Spaces:

daviddogukan
/

multi-llm-compare

Running

App Files Files Community

multi-llm-compare / README.md

daviddogukan

Update README with comprehensive documentation

f2d7a00 5 months ago

preview code

raw

history blame contribute delete

4.31 kB

A newer version of the Gradio SDK is available: 6.12.0

Upgrade

metadata

title: Multi Llm Compare
emoji: 🐠
colorFrom: indigo
colorTo: pink
sdk: gradio
sdk_version: 5.49.1
app_file: app.py
pinned: false
license: mit
short_description: Compare the output of the models with price estimations

🤖 Multi-LLM Comparison Tool

Compare responses from multiple Large Language Models (LLMs) side-by-side with custom parameters, timing metrics, and cost estimates.

✨ Features

Multi-Provider Support: OpenAI, Anthropic, Google (Gemini), Cohere, and Mistral
Dynamic Model Selection: Add multiple models with a simple + button interface
Custom Parameters: Configure temperature, top_p, max_tokens, and provider-specific parameters
Performance Metrics: Track response time for each model
Cost Estimation: Calculate estimated cost per 1000 API calls
Parallel Execution: All models are queried simultaneously for faster results
CSV Export: Export comparison results for further analysis
Unique Model Selection: Prevents duplicate model configurations

🚀 Getting Started

Installation

pip install -r requirements.txt

Run Locally

python app.py

The application will launch in your browser at http://localhost:7860

📖 How to Use

1. Select Models

Choose a Provider (OpenAI, Anthropic, Google, etc.)
Select a Model from the dropdown
Configure Parameters:
- Temperature (0-2): Controls randomness
- Top P (0-1): Nucleus sampling parameter
- Max Tokens: Maximum response length
- Top K: (Model-specific) Number of top tokens to consider
- Frequency/Presence Penalty: (Model-specific) Token repetition control

2. Add Models

Click the ➕ Add Model button to add the configured model to your comparison
Repeat to add multiple models with different configurations
Each model must be unique (same model with different parameters is allowed)

3. Enter API Keys

Provide API keys for the providers you want to use
Keys are only required for the providers you've selected
API keys are not stored and are only used for the current session

4. Run Comparison

Enter your prompt in the text area
Click 🚀 Run Comparison to query all selected models
Results will appear in a table showing:
- Model name and parameters
- Response time
- Estimated cost per 1000 calls
- Model output

5. Export Results

Click 📥 Export to CSV to download the results
The CSV file includes all comparison data with timestamps

💰 Pricing Information

The tool uses current pricing (per 1M tokens) for cost estimation:

OpenAI

GPT-4o: $2.50 input / $10.00 output
GPT-4o-mini: $0.15 input / $0.60 output

Anthropic

Claude 3.5 Sonnet: $3.00 input / $15.00 output
Claude 3.5 Haiku: $0.80 input / $4.00 output

Google

Gemini 1.5 Pro: $1.25 input / $5.00 output
Gemini 1.5 Flash: $0.075 input / $0.30 output

Note: Prices are estimates and may vary.
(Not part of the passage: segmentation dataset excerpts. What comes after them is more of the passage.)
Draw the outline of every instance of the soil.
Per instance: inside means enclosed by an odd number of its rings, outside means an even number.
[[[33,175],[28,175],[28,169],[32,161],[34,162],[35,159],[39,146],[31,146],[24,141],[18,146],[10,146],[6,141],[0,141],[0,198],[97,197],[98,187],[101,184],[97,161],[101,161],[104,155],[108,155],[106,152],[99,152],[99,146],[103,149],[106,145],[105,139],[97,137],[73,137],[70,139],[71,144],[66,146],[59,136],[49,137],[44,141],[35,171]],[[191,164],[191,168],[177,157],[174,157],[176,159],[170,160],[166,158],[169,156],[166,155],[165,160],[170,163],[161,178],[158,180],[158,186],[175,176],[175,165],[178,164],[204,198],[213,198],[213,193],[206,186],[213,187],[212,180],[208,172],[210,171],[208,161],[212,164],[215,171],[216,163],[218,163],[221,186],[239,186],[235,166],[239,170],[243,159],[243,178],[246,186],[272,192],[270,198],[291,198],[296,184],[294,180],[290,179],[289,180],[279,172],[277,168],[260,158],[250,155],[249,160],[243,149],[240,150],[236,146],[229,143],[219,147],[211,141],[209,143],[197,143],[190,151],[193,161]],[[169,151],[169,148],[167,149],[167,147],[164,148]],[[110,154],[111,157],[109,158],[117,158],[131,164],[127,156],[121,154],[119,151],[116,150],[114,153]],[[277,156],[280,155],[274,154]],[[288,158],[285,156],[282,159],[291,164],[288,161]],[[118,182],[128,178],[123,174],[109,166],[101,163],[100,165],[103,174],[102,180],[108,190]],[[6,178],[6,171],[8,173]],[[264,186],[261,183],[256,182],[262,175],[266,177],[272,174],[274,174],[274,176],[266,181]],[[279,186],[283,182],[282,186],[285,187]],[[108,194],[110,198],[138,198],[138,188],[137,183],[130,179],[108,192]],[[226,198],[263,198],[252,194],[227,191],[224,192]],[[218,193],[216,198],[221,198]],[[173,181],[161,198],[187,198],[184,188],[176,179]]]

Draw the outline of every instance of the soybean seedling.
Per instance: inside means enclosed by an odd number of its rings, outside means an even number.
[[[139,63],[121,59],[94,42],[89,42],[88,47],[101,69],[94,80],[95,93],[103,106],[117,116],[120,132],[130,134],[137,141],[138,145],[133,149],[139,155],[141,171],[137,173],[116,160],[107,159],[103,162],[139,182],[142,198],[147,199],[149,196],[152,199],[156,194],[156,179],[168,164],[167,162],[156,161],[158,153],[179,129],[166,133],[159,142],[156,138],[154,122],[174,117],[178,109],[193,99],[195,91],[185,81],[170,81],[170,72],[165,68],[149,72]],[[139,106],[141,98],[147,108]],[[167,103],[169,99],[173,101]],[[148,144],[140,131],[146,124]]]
Check provider documentation for current rates.

🔑 API Keys

You need API keys from the providers you want to use:

OpenAI: https://platform.openai.com/api-keys
Anthropic: https://console.anthropic.com/
Google: https://aistudio.google.com/app/api-keys
Cohere: https://dashboard.cohere.com/api-keys
Mistral: https://console.mistral.ai/

📋 Supported Parameters by Provider

Parameter	OpenAI	Anthropic	Google	Cohere	Mistral
Temperature	✅	✅	✅	✅	✅
Top P	✅	✅	✅	✅	✅
Max Tokens	✅	✅	✅	✅	✅
Top K	❌	✅	✅	✅	❌
Frequency Penalty	✅	❌	❌	✅	❌
Presence Penalty	✅	❌	❌	✅	❌

🛠️ Technical Details

Framework: Gradio 4.0+
Async Support: All API calls are executed in parallel using asyncio
Error Handling: Graceful error messages for API failures
Token Estimation: Accurate for OpenAI/Anthropic, estimated for others

📝 License

MIT License - See LICENSE file for details

🤝 Contributing

Contributions are welcome! Feel free to submit issues or pull requests.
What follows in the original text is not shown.